In this work, we calculate the CE in f(R, T) brane models. We obtain its profile and reveal the information content of such models. The paper is organized as follows. In the next section we will review the concept of CE measure. In Sect. 3, we outline the basic theoretical structure for generalized f(R, T) theories of gravity. In Sect. 4, we show two distinct models in f(R, T) theory and its solutions. In Sect. 5, we describe the calculations of the CE for f(R, T) theories. We also show the corresponding CE profile. Finally, in Sect. 6, we present our conclusions and directions for future work.

2 An overview of configurational entropy measure

Here, we will review the very recent work by GS [37], where it was shown that, in analogy with Shannon’s information entropy, a CE measure in a functional space can be used to select the best fit solution with spatially localized energy. Another interesting consequence highlighted by GS is the fact that the CE relates the dynamical and informational content of physical models. In this case, this information-theoretical measure might extract information about the different solutions which is related to their spatial profiles. Thus, following [37], let us begin by writing the CE as

$$\begin{aligned} \sigma _{c}[f]=-\int \mathrm{d}^{d}\mathbf {\omega }\tilde{f}(\mathbf {\omega })\ln [ \tilde{f}(\mathbf {\omega })], \end{aligned}$$

(1)

where d is the number of spatial dimensions, \(\tilde{f}(\mathbf { \omega })=f(\mathbf {\omega })/f_{\max }(\mathbf {\omega })\), where \(f_{\max }( \mathbf {\omega })\) is the maximal modal fraction, that is, the mode giving the highest contribution. In this case, the function \(f(\mathbf {\omega })\), which was defined as the modal fraction, is represented as

$$\begin{aligned} f(\mathbf {\omega })=\frac{\left| \mathcal {F}(\mathbf {\omega } )\right| ^{2}}{\int \mathrm{d}^{d}\mathbf {\omega }\left| \mathcal {F}(\mathbf { \omega })\right| ^{2}}. \end{aligned}$$

(2)

The function \(\mathcal {F}(\mathbf {\omega })\) represents the Fourier transform of the energy density of the configuration. It is important to remark that the energy density must be square-integrable since in such cases the entropy can be well defined.
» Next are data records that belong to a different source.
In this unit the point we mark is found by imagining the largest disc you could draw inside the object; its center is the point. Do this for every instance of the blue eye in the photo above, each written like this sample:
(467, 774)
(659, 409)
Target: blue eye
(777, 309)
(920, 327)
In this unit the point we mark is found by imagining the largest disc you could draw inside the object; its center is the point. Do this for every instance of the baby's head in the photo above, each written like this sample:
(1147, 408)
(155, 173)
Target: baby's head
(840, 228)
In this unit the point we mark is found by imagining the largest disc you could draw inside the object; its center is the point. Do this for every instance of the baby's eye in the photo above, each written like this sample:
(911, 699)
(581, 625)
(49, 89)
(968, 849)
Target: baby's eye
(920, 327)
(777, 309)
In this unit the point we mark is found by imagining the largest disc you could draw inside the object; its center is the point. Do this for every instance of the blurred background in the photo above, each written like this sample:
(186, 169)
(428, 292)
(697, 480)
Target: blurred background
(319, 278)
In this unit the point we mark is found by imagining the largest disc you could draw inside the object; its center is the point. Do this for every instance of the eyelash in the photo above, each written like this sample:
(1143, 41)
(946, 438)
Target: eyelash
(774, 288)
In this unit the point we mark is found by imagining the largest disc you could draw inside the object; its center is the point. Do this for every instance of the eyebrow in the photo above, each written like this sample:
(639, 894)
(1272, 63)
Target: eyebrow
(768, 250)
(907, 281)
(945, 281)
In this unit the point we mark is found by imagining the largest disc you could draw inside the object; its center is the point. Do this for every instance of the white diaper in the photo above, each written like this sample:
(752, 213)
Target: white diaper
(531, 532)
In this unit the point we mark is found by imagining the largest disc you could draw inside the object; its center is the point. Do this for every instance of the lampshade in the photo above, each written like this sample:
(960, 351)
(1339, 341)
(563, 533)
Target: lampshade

We will extend the procedure presented in [37], which is absolutely general when applied to systems with spatially localized energy for a scalar field theory that describes generalized gravity coupled to a scalar field in five-dimensional space-time. Following that work, it is possible to obtain the entropy of the configurations assuming that \(\mathcal { F}(\omega )\) obeys the Fourier transform:

$$\begin{aligned} \mathcal {F}(\omega )=\frac{1}{\sqrt{2\pi }}\int _{-\infty }^{\infty }\mathrm{d}x\mathrm{e}^{i\omega y}\rho (y). \end{aligned}$$

(3)

We are working with spatially localized energy densities, which are part of a set of square-integrable bounded functions \(\rho (y)\in L^{2}(\mathbf {R})\) and their Fourier transforms \(\mathcal {F}(\omega )\). It is also important to remark that the Plancherel theorem states that

$$\begin{aligned} \int _{-\infty }^{\infty }\mathrm{d}y\left| \rho (y)\right| ^{2}=\int _{-\infty }^{\infty }\mathrm{d}\omega \left| \mathcal {F}(\omega )\right| ^{2}. \end{aligned}$$

(4)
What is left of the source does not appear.